"Entahlah, barangkali kebiasaan makan yang buruk. Aku tak tanyakan lebih banyak pada Mawe, dia sedang berduka dan harus mengurus surat kematian Siya."
      "Kau tak menemaninya?" tanya Jani.
      "Sudah ada ibu Mawe dan beberapa kerabatnya yang tak kukenal. Rupanya dia sudah menghubungi mereka saat kejadian. Tak ada urusan lagi aku di sana, jadi pulanglah aku. Lalu istirahat di rumah sambil menunggu jawaban kalian. Tapi karena tak ada balasan, ke sinilah aku datang mencari karena tahu kebiasaan kalian."
      "Ahh, begitu rupanya," timpal Tuar.
      "Siapa saja yang tahu?" tanya Jani.

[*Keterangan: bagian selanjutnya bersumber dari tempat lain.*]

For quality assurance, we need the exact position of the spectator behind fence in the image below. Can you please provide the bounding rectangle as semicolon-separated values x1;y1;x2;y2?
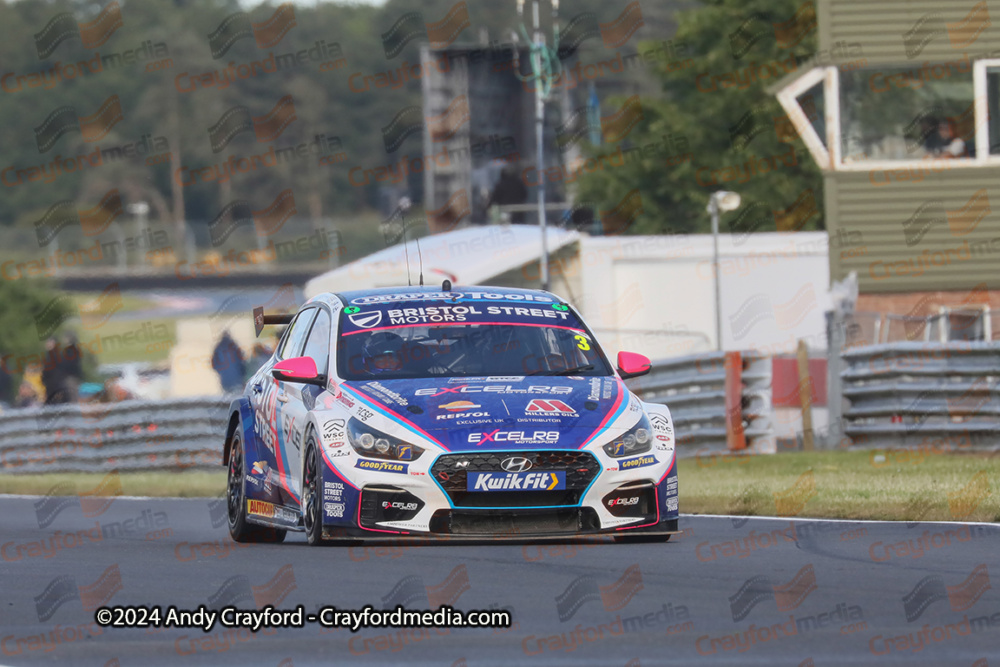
93;377;135;403
42;338;69;405
59;332;83;403
212;331;246;393
14;380;38;408
935;118;965;158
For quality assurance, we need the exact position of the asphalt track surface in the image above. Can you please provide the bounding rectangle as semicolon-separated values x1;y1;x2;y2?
0;496;1000;667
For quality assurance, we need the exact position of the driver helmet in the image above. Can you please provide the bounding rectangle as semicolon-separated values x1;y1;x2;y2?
362;331;404;373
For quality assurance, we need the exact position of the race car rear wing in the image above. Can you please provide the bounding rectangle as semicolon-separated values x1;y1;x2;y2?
253;306;295;338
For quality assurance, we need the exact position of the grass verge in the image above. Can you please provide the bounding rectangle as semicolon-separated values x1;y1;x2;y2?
0;450;1000;522
678;450;1000;522
0;472;226;498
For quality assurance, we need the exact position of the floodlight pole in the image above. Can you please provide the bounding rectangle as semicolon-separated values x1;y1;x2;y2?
514;0;561;290
531;16;549;291
706;190;740;352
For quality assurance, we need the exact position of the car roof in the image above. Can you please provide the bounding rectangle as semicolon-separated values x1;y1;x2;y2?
334;285;562;303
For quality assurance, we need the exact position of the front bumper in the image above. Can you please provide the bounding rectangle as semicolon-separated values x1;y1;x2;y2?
324;450;678;539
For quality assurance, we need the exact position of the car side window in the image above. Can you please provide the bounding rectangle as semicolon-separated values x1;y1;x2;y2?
278;308;316;359
302;310;330;375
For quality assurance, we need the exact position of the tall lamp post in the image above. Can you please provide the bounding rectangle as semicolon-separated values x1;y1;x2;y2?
705;190;740;351
513;0;562;290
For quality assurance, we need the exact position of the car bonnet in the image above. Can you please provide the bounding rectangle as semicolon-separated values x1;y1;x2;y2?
341;376;638;451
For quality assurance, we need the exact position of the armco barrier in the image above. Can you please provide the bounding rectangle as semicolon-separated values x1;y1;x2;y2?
0;397;229;474
628;352;775;457
0;352;774;474
840;341;1000;451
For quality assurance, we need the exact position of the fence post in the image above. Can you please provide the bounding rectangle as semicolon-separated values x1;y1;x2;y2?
797;338;815;452
724;352;747;451
823;308;847;449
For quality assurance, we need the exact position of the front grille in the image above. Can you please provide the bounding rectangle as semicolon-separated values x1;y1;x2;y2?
431;450;601;508
430;507;601;538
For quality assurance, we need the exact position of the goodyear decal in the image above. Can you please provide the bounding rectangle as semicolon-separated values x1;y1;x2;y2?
354;459;409;475
466;471;566;491
618;455;656;470
247;500;274;518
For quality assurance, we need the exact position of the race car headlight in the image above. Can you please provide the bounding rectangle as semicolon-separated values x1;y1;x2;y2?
347;417;424;461
604;415;653;459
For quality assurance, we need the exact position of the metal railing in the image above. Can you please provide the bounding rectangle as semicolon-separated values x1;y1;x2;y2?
0;397;229;474
840;341;1000;451
628;352;775;458
0;352;774;474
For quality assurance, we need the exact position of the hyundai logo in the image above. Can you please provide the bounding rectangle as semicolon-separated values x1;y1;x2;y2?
500;456;531;472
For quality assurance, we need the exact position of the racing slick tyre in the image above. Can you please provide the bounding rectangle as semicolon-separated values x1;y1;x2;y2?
615;534;670;544
226;428;287;542
302;431;325;547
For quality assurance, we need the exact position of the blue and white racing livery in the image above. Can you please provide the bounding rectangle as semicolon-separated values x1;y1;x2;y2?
223;284;678;544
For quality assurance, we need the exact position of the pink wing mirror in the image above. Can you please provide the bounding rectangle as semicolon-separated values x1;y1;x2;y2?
271;357;326;386
618;352;653;380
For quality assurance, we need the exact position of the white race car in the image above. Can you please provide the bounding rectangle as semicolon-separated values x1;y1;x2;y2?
223;282;678;544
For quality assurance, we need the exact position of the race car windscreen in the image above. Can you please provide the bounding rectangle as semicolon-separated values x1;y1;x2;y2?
337;302;612;380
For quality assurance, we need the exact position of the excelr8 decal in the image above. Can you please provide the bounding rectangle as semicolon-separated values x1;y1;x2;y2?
469;429;559;445
413;384;573;397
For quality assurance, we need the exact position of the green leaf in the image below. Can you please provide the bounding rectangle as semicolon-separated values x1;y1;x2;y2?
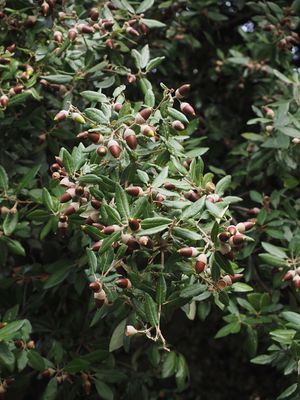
156;274;167;305
145;293;158;326
180;196;205;221
43;187;54;211
80;90;107;103
116;184;130;219
94;379;114;400
42;378;58;400
0;319;26;341
136;0;154;14
261;242;287;258
215;321;241;339
0;165;8;190
276;383;298;400
109;318;127;352
2;212;18;236
16;165;41;192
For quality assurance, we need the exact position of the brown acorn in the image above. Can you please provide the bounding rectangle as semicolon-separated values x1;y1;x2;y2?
177;247;198;257
175;84;191;99
128;218;141;231
180;102;196;117
123;128;137;150
116;278;132;289
126;186;144;197
107;139;121;160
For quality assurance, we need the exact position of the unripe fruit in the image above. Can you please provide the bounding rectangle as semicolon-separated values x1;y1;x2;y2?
128;218;141;231
175;84;191;99
282;269;296;281
97;146;108;157
91;240;103;251
53;31;63;43
0;94;9;108
135;108;152;125
126;26;140;36
125;325;138;336
71;113;85;124
64;203;79;216
89;281;102;292
141;125;155;137
180;103;196;117
126;186;144;197
114;103;123;112
172;120;185;131
229;234;245;246
54;110;69;122
68;28;78;42
107;140;121;160
78;24;95;33
103;225;122;235
41;1;50;17
116;278;132;289
91;199;101;210
227;225;237;235
123;128;137;150
177;247;199;257
89;8;99;21
194;253;207;274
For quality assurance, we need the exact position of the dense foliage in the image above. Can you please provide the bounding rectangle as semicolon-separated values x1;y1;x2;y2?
0;0;300;400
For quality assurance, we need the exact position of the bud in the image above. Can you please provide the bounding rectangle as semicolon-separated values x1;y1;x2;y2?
78;24;95;33
91;240;103;251
71;113;85;124
128;218;141;231
227;225;237;235
125;325;138;336
126;26;140;36
123;128;137;150
135;108;152;125
194;253;207;274
91;199;101;210
89;7;99;21
172;120;185;131
116;278;132;289
180;103;196;117
229;234;245;246
205;182;216;194
54;110;69;122
263;106;275;119
53;31;63;43
282;269;296;281
97;146;108;157
114;103;123;112
218;232;231;242
126;186;144;197
68;28;78;42
0;94;9;108
89;281;102;292
175;84;191;99
177;247;199;257
41;1;50;17
127;73;136;83
107;139;121;160
141;125;155;137
64;203;79;216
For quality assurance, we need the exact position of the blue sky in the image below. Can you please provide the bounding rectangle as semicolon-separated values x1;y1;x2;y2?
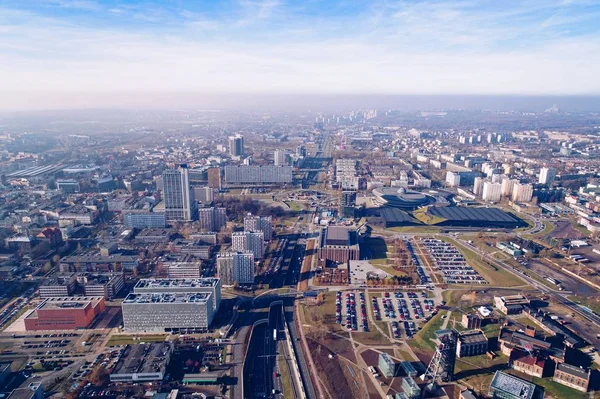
0;0;600;105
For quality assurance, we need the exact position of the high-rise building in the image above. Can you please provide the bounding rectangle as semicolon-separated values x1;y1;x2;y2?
273;149;287;166
225;165;293;184
446;171;460;187
163;164;196;220
473;177;484;197
207;166;221;190
217;252;254;285
198;207;227;231
194;187;215;204
538;168;556;185
512;183;533;202
244;213;273;241
231;231;265;259
229;134;244;157
482;181;502;202
502;177;515;196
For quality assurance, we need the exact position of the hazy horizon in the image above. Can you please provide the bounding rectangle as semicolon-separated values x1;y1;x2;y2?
0;0;600;110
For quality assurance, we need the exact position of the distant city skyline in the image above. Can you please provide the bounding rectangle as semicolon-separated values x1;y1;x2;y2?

      "Semua di lingkungan kita, kalian yang terakhir," sahut Ridan dengan wajah agak mencemooh karena kedua kenalannya menjadi yang terakhir menerima kabar.
      "Masih lebih baik jadi yang terakhir daripada tidak dapat kabar apapun," kilah Tuar, kembali membela diri, menepis malu.
      "Kau akan datang ke rumahnya? Melayat dan mengucapkan turut berduka cita?" tanya Jani, ikut mengalihkan.
      "Tidak. Aku tak berduka dengan kematian Siya, bahkan sekedar ucapan belasungkawa pada Mawe. Kalian?"
      "Aku juga tidak, tak ada rasa sedih. Senang aku mendengar dia mati," tutur Jani.
      "Sama halnya denganku, tapi aku akan datang sekedar menjadi tetangga yang baik," kata Tuar.